I also reflect on friends who have lost their fathers too. Some were very close to their dads and I can only imagine how hard holidays are for them. I remember that during the first few years after my dad passed, I couldn’t read “Love You Forever” by Robert Munsch to my Grade 2 classes without choking up and tearing. The Father’s Day after he passed, I actually cried in front of my students. I had to stop, regroup, and explain why the book affected me so. I wasn’t embarrassed to cry in front of the kids. They were patient, empathetic, and just looked at me wide-eyed. I just accepted that it had hit home. It hit hard.

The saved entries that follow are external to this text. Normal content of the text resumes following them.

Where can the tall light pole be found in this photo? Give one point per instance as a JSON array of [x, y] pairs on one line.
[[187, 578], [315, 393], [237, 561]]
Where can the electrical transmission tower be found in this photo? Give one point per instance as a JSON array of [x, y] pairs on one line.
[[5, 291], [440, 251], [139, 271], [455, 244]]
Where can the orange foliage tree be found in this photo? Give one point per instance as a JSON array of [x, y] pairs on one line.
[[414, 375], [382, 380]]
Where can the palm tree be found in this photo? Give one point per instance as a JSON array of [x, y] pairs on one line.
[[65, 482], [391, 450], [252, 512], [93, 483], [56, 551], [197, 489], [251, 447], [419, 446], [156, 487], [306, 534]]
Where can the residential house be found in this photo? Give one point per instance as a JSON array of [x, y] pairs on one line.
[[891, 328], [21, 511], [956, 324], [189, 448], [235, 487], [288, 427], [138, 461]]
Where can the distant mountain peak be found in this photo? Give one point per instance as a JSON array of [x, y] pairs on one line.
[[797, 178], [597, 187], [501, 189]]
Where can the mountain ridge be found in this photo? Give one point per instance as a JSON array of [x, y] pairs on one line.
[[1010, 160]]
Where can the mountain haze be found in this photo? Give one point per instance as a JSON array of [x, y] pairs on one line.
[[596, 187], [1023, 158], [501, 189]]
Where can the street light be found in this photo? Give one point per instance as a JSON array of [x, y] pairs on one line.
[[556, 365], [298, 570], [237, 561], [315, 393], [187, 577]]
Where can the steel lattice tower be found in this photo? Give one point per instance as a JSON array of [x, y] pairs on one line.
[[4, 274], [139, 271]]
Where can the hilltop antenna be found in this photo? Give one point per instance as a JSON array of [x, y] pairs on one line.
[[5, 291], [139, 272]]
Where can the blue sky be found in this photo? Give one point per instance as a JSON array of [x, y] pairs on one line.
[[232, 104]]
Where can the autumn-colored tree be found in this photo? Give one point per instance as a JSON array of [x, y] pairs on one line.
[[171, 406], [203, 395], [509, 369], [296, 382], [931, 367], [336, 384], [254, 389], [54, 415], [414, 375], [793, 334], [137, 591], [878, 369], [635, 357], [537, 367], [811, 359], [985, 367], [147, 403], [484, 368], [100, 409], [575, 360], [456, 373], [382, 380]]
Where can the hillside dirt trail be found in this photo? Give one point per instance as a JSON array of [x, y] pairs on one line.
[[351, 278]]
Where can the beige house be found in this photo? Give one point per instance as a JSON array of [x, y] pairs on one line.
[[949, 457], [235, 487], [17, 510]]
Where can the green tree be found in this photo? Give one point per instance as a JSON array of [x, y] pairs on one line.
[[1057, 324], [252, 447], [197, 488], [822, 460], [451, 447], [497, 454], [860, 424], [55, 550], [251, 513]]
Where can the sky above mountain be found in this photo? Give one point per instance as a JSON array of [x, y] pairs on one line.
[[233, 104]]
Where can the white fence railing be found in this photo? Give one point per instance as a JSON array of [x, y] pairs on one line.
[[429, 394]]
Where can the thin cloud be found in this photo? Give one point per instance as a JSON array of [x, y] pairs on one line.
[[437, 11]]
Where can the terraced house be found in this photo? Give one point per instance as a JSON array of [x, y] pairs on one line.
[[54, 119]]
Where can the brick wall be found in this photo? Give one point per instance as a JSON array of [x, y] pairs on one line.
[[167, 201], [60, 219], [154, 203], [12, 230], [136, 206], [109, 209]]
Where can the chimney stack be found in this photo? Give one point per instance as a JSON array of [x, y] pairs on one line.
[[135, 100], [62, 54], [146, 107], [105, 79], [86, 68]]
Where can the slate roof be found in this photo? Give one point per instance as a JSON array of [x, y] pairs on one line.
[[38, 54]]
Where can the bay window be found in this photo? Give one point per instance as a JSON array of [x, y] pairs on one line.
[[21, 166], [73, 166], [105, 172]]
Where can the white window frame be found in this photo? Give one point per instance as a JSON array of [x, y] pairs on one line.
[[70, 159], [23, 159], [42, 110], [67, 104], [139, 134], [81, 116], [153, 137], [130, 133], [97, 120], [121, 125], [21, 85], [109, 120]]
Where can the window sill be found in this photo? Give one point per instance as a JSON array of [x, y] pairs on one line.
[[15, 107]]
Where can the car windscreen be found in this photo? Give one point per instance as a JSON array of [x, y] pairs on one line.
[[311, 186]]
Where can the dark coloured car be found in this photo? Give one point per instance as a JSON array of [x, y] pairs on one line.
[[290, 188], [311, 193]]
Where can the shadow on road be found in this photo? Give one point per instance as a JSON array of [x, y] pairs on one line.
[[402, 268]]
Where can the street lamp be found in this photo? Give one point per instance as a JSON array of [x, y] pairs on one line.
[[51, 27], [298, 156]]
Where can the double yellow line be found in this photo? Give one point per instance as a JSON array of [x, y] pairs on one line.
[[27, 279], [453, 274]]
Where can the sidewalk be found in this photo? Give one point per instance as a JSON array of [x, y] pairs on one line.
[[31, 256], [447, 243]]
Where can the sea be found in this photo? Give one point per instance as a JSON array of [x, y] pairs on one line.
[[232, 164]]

The funny thing was, as I grew older, my father and I drifted more and more apart. Perhaps like a traditional Chinese father, he didn’t know how to bond with his only child, a girl. When I was in elementary school and my mom worked at the bank on Saturdays, my dad took me to Chinese school and then McDonald’s. We’d go to the library or skating. We had our routine. We’d watch tv together and talk about cars and life. As high school approached, we drifted further apart and never quite had the same relationship. We’d chat a bit when he prepared dinner, but mostly we just watched movies together. He put a lot of pressure on me for school (you know when the A wasn’t good enough…”Where’s the A+?”) and didn’t want to give me the $5 a week allowance that my mom had agreed to. I worked several jobs throughout high school and university (at one point, I worked four jobs at the same time) to pay for my own tuition. I was a good kid so I didn’t know how else to appease him. My dad was very strict and I felt like all I did was go to school and work. When I look back, I try to focus on the good rather than the bad, but some days, it’s hard not to remember both (and that’s when I curse my good memory).
I think it gets easier though, but with every holiday or special occasion, there is always the “Oh, my dad would’ve liked that” or “My dad would’ve done this.” I hope you had a good Father’s Day with your family and loved ones. For my dear friends, who have lost someone, I know how it is. I was thinking about you too.